Il tempo stringe: il 15 luglio è l’ultimo giorno utile per il cambio SIM gratuito offerto da Kena Mobile. Da mesi l’operatore virtuale del gruppo TIM sta trasferendo i clienti dalla vecchia rete ex Noverca alla piattaforma TIM, un passaggio che per molti è stato trasparente. Ma non per tutti. Chi usa la SIM in dispositivi particolari, come allarmi o apparecchi IoT, deve agire subito. Altrimenti, la linea potrebbe sparire senza preavviso. La campanella è già suonata, ma in troppi sembrano non averla sentita.
Perché alcuni clienti devono cambiare la SIM: il nodo tecnico dietro il passaggio a TIM
Quando Kena ha iniziato a migrare i suoi clienti al sistema TIM, l’idea era che il passaggio fosse quasi invisibile. Insomma, un cambio “dietro le quinte” che per chi usa la SIM su smartphone o tablet non richiedesse alcun intervento. Nella maggior parte dei casi è andata proprio così.
Ma per chi ha la SIM inserita in dispositivi meno comuni – come sistemi di allarme, box IoT, contatori smart o apparecchi che non permettono aggiornamenti automatici – la storia cambia. Qui serve per forza una SIM nuova. Se si tiene quella vecchia, a causa di differenze tecniche tra le piattaforme, si rischiano problemi di connessione o addirittura il blocco della linea.
Per questo Kena ha imposto la sostituzione gratuita della SIM, ma è necessario andare di persona in un negozio o punto vendita autorizzato. Migliaia di clienti hanno già fatto il cambio, ma ne restano ancora alcuni, soprattutto tra chi non usa la SIM in modo tradizionale.
Cambio SIM: come fare e cosa rischiano i ritardatari
Cambiare la SIM è semplice. Basta presentarsi in un negozio Kena o affiliato, mostrare un documento e la vecchia SIM. In pochi minuti si riceve la nuova scheda, senza costi, mantenendo lo stesso numero e le condizioni contrattuali.
Nonostante la facilità, molti non hanno ancora fatto il passaggio. Per questo Kena sta inviando SMS chiari e insistenti, ricordando che il 15 luglio è l’ultima data utile. Oltre quel giorno, le linee senza SIM aggiornata saranno disattivate.
Un provvedimento severo, ma necessario per garantire la sicurezza e l’efficienza della rete TIM. Senza la SIM nuova, non si potrà più accedere alla rete e la linea smetterà di funzionare. Meglio non rischiare e prenotare subito una visita al negozio.
Chi deve davvero preoccuparsi: i dispositivi che richiedono il cambio SIM
Non tutti gli utenti Kena sono coinvolti allo stesso modo. Il cambio obbligatorio riguarda soprattutto chi usa la SIM per scopi diversi dal telefono o dal tablet. Parliamo di prodotti IoT, come antifurti, sistemi di monitoraggio, contatori intelligenti, veicoli connessi e altri dispositivi specializzati.

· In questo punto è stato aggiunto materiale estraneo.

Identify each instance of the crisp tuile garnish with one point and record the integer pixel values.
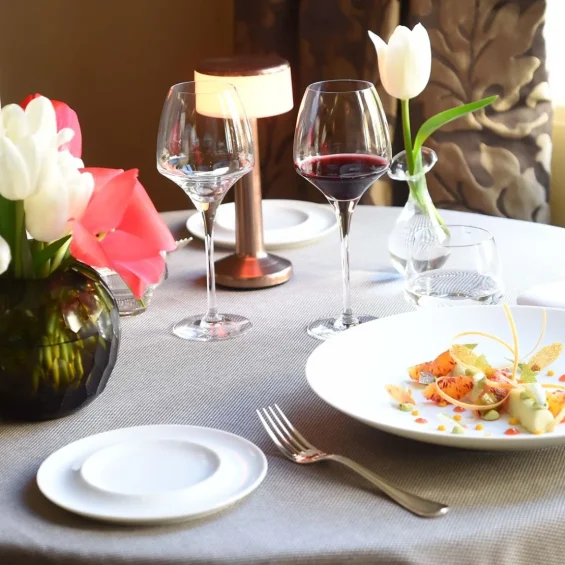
(546, 356)
(464, 355)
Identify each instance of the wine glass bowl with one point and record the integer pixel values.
(341, 146)
(204, 146)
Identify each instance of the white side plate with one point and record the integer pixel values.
(350, 371)
(286, 223)
(152, 474)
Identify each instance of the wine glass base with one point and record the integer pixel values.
(328, 327)
(196, 329)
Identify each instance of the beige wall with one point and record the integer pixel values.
(558, 169)
(112, 61)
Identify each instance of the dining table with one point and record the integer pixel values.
(505, 507)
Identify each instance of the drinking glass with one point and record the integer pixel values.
(342, 146)
(204, 146)
(453, 266)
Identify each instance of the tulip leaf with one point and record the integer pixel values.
(42, 256)
(439, 120)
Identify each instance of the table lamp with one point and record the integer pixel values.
(265, 88)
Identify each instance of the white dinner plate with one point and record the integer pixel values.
(152, 474)
(286, 223)
(350, 371)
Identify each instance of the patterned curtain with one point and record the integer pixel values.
(494, 162)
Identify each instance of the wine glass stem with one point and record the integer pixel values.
(208, 217)
(344, 211)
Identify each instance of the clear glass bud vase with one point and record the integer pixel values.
(418, 212)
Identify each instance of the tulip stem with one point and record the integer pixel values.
(407, 135)
(19, 233)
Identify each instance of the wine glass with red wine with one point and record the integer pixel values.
(342, 146)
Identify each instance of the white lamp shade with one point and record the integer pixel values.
(266, 94)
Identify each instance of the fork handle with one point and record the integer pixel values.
(415, 504)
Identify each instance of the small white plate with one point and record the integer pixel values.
(350, 371)
(152, 474)
(286, 223)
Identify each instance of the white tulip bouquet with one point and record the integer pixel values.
(405, 67)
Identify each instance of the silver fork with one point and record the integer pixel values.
(299, 450)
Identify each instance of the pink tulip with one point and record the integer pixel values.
(122, 230)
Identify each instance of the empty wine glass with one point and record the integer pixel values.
(342, 146)
(204, 146)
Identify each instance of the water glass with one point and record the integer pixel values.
(453, 266)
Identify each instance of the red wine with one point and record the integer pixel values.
(344, 176)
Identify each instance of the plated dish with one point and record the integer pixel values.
(472, 377)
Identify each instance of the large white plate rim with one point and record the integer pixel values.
(519, 442)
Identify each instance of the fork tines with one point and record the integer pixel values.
(285, 436)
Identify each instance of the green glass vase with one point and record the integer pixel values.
(59, 340)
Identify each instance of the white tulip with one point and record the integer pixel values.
(41, 118)
(5, 255)
(62, 195)
(15, 181)
(405, 63)
(25, 139)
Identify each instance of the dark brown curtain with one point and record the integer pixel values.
(494, 162)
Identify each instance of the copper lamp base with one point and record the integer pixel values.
(252, 271)
(264, 83)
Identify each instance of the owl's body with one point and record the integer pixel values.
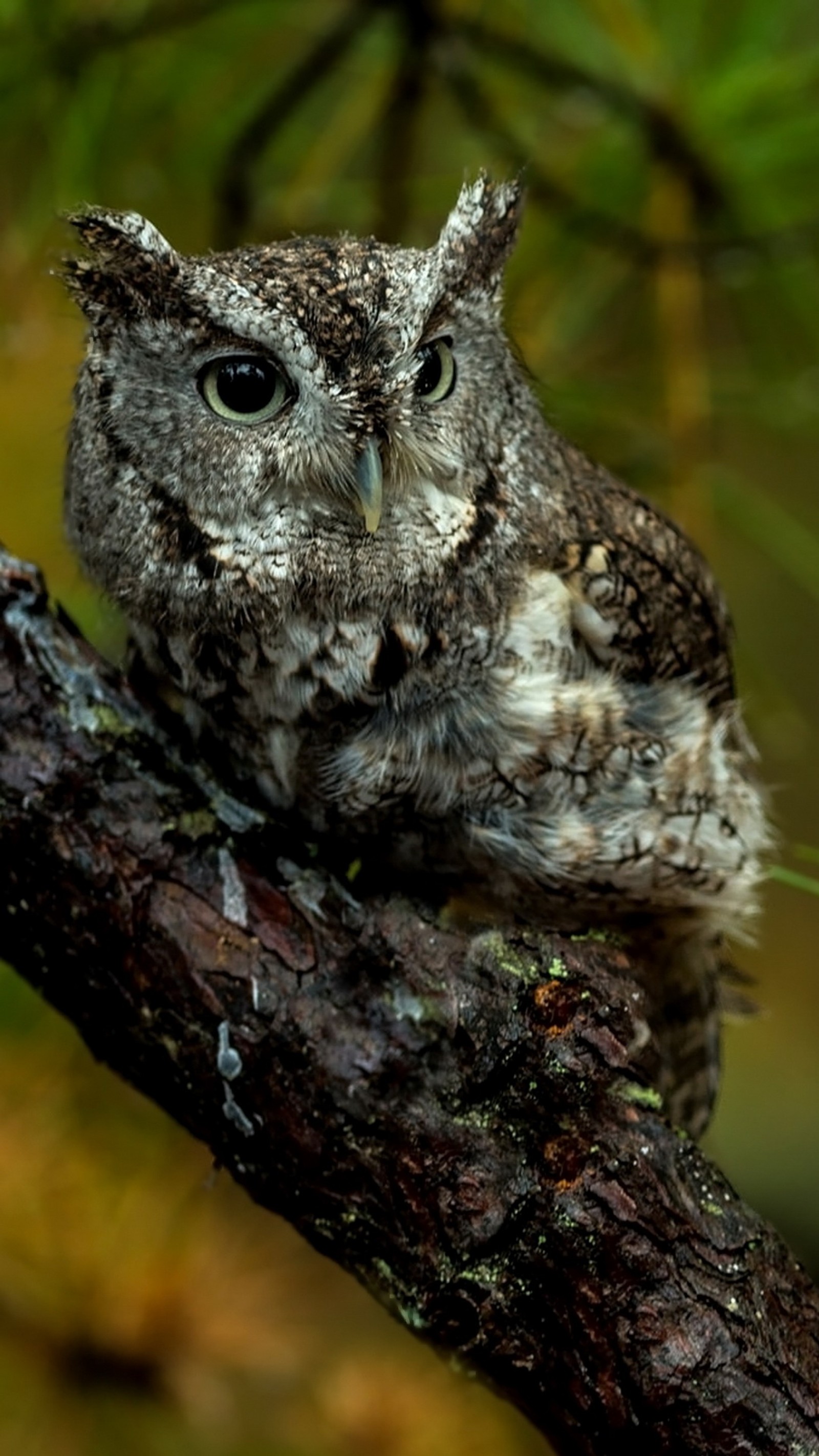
(403, 605)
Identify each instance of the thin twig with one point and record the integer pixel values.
(234, 188)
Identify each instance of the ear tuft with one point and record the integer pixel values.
(481, 232)
(128, 260)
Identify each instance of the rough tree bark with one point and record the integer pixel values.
(466, 1123)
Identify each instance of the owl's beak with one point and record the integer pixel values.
(369, 485)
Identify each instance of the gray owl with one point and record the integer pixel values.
(315, 478)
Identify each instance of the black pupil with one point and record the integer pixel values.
(246, 385)
(429, 375)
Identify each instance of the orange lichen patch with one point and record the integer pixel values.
(557, 1002)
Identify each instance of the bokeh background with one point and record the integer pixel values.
(665, 294)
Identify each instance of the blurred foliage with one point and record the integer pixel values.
(667, 290)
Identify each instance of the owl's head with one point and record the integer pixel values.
(316, 415)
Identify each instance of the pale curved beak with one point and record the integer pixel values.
(369, 485)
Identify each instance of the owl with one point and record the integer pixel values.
(316, 480)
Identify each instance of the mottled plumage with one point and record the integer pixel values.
(402, 603)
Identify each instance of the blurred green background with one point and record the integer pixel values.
(665, 293)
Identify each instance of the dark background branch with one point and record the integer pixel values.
(464, 1122)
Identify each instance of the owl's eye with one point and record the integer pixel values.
(437, 375)
(244, 388)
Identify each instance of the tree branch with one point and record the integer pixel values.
(466, 1123)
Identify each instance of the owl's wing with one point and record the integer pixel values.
(646, 601)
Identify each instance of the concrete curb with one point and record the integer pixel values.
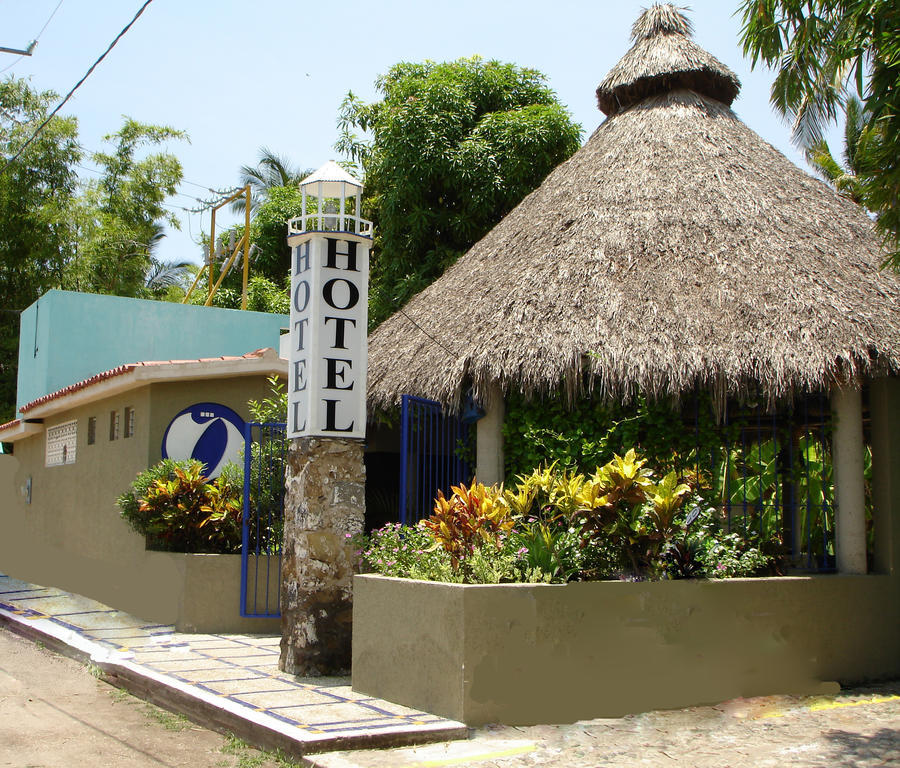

Spesso queste SIM sono “embedded” o di tipo standard che non si possono aggiornare da remoto. Passare al sistema TIM significa dover sostituire fisicamente la SIM per mantenere la connessione. Per questi utenti, il cambio non è una semplice formalità, ma una necessità per evitare interruzioni o malfunzionamenti.
Mentre per la maggior parte degli utenti telefonici la migrazione è stata indolore, chi ha dispositivi più “tecnici” ha dovuto intervenire manualmente. Chi sottovaluta l’urgenza rischia disagi seri, soprattutto se usa la linea per lavoro o per la sicurezza.
L’ultimo appello di Kena: pochi giorni per non restare senza linea
Gli SMS di Kena sono diventati sempre più insistenti, con messaggi chiari sulla scadenza del 15 luglio 2024. Se entro quella data non si cambia la SIM, la linea sarà disattivata. Una scelta definitiva per tutelare la qualità della rete e il servizio.
Il tempo per organizzarsi c’è stato, ma ora manca poco e non si può più rimandare. La rete TIM sta completando la migrazione e ogni linea rimasta sulla vecchia piattaforma rischia di rallentare o bloccare il processo.
La sostituzione è gratuita, ma spetta all’utente muoversi. Kena ricorda di andare in un punto vendita fisico o autorizzato per non perdere il servizio.
Questa fase finale segna il passaggio a un sistema unico e più affidabile, che entro il 2024 dovrà servire tutti al meglio. Per chi è ancora indietro, il messaggio è chiaro: entro metà luglio bisogna correre ai ripari, o rischiare di restare senza rete.